The average recruiter will only spend six seconds looking at a resume, so it’s important to make the most of it. Two experts share the five things you need to do to make your resume stand out.
- Focus on your achievements
Leah Lambart, a career coach with Relaunch Me says resumes that are achievement-focused help employers identify how you have been successful in your previous roles. “Add key achievements under each of your most recent positions,” advises Lambart. This doesn’t necessarily have to include awards bonuses or promotions, but the ways in which you have made a difference to the business.
Lambart suggests highlighting specific achievements. “You could say that you developed a key external relationship that was vital to getting repeat business which increased revenues by $20K per year,” she suggests. “Or that you received excellent feedback from customers and suppliers on an ongoing basis which led to being offered a role within the customer service team.”
- Speak the same language
Job seekers should match the language used in your resume to the language in the advertisement or positions description. “If the recruiter is scanning your resume for keywords then it is easier if you are talking the same language,” Lambart says. “It signals you will be the right cultural fit for the organisation and that you will adapt quickly to working in their particular work environment.” It’s easy to match the language – for example, if the organisation refers to ‘clients’ in their job ad, do the same and don’t refer to them as ‘customers’.
- Only include relevant roles
A common mistake job seekers make is to list every job they’ve ever done on their resume. “A resume should highlight the roles, projects and experiences that are most relevant to the job,” says Lambart. “I would remove any information that is not relevant to the job as it takes up valuable real estate on your resume.”

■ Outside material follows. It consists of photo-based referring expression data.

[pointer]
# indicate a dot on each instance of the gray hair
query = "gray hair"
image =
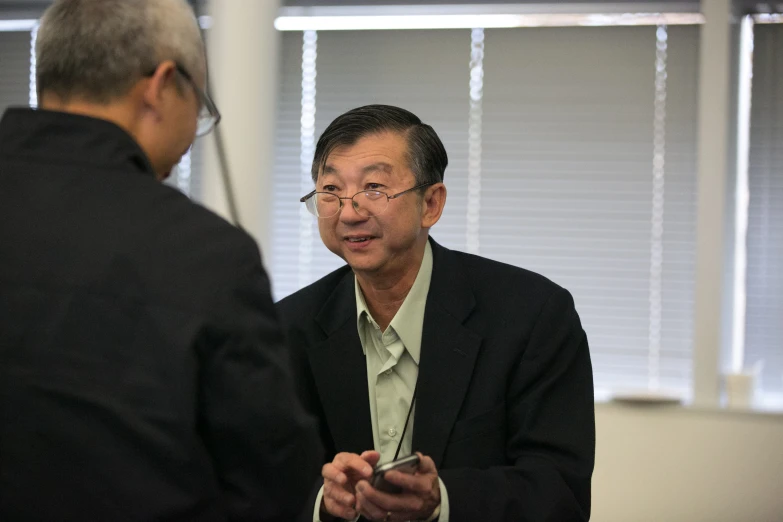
(98, 49)
(426, 154)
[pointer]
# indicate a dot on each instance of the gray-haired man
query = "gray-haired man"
(142, 369)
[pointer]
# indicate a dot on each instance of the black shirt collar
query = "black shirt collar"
(72, 138)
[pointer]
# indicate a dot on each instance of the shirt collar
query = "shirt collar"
(408, 322)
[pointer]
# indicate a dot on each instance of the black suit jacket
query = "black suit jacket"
(505, 394)
(142, 369)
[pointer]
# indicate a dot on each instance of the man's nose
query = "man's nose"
(348, 212)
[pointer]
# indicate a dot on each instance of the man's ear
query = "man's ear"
(433, 201)
(159, 84)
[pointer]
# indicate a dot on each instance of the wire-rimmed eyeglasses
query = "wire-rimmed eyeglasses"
(366, 203)
(208, 115)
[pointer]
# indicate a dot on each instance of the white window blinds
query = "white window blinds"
(568, 129)
(764, 312)
(14, 69)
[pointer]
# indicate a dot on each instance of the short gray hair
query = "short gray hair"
(98, 49)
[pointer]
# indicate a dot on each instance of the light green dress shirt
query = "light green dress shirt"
(392, 370)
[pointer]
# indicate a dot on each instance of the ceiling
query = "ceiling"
(33, 8)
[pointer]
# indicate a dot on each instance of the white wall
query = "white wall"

- Spend time on the look of your resume
According to Katea Gidley, Managing Director of Raw Talent, a consulting group focused on graduate employability, recruiters appreciate resumes that are visually enticing. “Recruiters and hiring managers typically spend one to three minutes digesting a resume and will more readily engage with one page of compelling content that is communicated in a visually interesting manner,” she says. Gidley suggests having a well laid out summary page with plenty of white space that highlights your profile, experience, education (if relevant) and tangible and varied key career achievements.
- Respond specifically to the key selection criteria
You may think that you only need to address key selection criteria in your cover letter, but your resume provides a crucial opportunity to refer to the key selection criteria. “Each role has key selection criteria,” says Gidley. “If the resume responds to these, then you’re likely to remain in the selection process.”
By focusing on relevant job experience and highlighting achievements that translated into benefits for your previous employers, matching the language in your resume to that used in the job ad, paying attention to the visual presentation of your resume and responding specifically to the key selection criteria, you will be in a strong position to attract the attention of recruiters and land that all-important interview.